# Best way to not get caught when exploring?



## jordimussol (Mar 2, 2013)

Buy one of these!

http://www.militarysurvivalclothing.co.uk/1487-vipersecurityjacket-Viper-security-jacket.html

I was at one of their stores today buying some clothes for work (I spend a lot of time outdoors and in wet conditions) and wanted some nice boots and waterproof kit which is rarely available or very expensive back in Spain.


----------



## krela (Mar 2, 2013)

That's all very well, but if you do end up getting collared by real security or the police I doubt they'd be too happy. Could potentially make things more problematic.


----------



## jordimussol (Mar 2, 2013)

krela said:


> That's all very well, but if you do end up getting collared by real security or the police I doubt they'd be too happy. Could potentially make things more problematic.

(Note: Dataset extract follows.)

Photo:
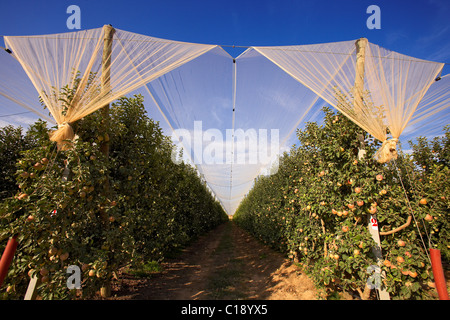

Obviously joking as the first thing to obviate is that all security personnel would know each other.


----------



## krela (Mar 2, 2013)

I've always thought good old high vis is the best bet, no-one questions hi-vis, ever. Even if you do get caught no-one would question why you're wearing it.


----------



## Solid State (Mar 2, 2013)

Hi viz, hard hat, clipboard and look like you are supposed to be there!


----------



## UEP-Wales (Mar 2, 2013)

A pointless thread really so I'm going to close it sorry.


----------